How is solving three problems in 1 hour and 52 minutes suspicious?
so you c am asking if a cheater || !
Are you a cheater, by the same token?
with 2 years in gray ? -___-
I finished coding C/div1 5 minutes after the contest with O(n log n) solution :(
can you please share your approach for this!
For each vertex i find the minimum vertex X such that the graph consisting of vertices [Xi i] is bipartite, this can be done using two pointers.
Now iterate over vertices from 1 to n, for vertex i add 1 to the segment [Xi i] then answer all queries that end in this vertex by finding the sum of elements of the segment that describe the query.
UPD: I got WA, seems like the tow pointers approach is wrong
Good contest, problem D div2 could have been better. but in total, it was way better than what you described.
Can't believe I messed up Div2 A :/ Bad day, I guess
Same :/
Can someone hack this , or explain why fit time limit?
Such a Great contest! thanks guys XD
lol BA 150 in task D XD
How did this guy submitted after contest ended?
Most of it was graph theory.\ I LOVE GRAPHS <3 really enjoyed it , keep up the good work.
how to solve DIV-2 D?
Really Simple :p . Check out the editorial.

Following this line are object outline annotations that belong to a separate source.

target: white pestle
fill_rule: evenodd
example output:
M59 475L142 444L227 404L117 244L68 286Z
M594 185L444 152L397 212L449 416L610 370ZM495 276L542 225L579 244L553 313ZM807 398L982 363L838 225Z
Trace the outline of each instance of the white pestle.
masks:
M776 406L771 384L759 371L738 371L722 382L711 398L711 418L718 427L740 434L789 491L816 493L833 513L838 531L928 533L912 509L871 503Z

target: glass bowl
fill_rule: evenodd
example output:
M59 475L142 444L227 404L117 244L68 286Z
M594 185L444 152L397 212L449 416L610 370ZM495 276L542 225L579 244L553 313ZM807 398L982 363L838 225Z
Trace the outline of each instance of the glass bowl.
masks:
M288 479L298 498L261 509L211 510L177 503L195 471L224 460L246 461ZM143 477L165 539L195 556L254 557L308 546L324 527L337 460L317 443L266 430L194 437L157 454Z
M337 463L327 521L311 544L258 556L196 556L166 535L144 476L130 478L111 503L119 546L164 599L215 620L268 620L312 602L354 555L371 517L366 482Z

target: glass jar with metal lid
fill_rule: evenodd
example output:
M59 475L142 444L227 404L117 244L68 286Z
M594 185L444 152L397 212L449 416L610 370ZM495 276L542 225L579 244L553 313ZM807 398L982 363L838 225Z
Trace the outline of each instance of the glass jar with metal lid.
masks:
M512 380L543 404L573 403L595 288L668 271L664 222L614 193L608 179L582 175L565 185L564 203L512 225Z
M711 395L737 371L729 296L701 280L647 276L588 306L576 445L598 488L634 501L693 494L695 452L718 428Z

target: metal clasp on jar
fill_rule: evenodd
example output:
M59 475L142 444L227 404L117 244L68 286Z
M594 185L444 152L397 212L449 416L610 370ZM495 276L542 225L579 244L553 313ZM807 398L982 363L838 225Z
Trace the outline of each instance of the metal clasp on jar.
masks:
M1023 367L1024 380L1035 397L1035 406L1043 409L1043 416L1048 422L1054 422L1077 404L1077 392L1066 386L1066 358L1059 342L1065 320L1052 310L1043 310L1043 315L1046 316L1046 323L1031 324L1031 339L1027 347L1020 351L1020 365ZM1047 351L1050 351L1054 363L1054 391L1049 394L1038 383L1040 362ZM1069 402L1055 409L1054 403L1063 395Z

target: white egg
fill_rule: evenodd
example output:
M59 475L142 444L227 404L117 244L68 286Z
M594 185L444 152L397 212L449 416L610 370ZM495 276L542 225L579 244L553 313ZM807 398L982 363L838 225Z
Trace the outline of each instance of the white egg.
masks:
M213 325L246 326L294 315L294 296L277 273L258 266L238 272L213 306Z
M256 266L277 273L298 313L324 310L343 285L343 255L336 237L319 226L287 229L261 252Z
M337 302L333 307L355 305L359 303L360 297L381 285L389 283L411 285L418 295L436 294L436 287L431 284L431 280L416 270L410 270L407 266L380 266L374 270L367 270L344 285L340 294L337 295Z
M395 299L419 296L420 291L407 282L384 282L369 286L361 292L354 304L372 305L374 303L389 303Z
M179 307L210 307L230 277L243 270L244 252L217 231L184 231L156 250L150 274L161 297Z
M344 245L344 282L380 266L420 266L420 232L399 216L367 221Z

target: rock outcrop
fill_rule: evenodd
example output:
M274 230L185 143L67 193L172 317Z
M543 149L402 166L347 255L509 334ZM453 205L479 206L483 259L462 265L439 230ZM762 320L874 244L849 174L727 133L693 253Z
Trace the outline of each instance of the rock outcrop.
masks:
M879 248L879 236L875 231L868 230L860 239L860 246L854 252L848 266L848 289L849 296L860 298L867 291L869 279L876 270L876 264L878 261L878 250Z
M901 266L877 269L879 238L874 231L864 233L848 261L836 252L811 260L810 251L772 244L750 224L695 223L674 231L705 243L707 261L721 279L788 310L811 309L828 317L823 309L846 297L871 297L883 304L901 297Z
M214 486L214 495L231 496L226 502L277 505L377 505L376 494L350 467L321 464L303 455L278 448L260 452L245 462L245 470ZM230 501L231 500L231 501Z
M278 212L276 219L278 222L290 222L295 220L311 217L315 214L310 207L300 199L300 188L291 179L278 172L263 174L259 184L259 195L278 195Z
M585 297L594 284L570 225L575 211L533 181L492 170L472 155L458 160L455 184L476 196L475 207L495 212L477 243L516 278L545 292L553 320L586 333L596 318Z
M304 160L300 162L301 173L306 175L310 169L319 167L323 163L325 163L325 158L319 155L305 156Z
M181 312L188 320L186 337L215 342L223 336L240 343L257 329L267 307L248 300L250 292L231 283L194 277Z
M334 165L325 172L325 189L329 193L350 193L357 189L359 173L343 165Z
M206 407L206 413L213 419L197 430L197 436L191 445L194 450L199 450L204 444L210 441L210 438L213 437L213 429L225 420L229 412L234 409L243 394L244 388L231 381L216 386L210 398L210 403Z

In div2B why dfs gives the minimum answer.when to apply dfs or bfs i am weak at it plzz help
I guess depends on the logic. I thought BFS way. You need to color root of tree at least once. Just color it in first go and this will make all childs of same color. Put neighbours in queue for bfs and go on like this. Link: http://codeforces.net/contest/902/submission/33421572
You can use both bfs or dfs to solve this problem.
Keypoint is to note that bfs or dfs produce same result in case of tree.
Mostly people use dfs in such questions because it is shorter. :)
https://ibb.co/gHq6Pm
Div 2 problem C 902C - Hashing Trees, Testcase 2 working fine in my computer. But TLE in CF judge 33450049.I'm unable to find any TLE reason.
Undefined behaviour or bug in compiler. The first is more probable. Look at the output of your program.
You mentioned "unoriginal problems", evidently I found almost similar problem of div2 A — A. New Year Transportation :D
@adamant: One doubt was this the source of motivation for this problem? :D
How to solve Div 2E? I need some implementation details.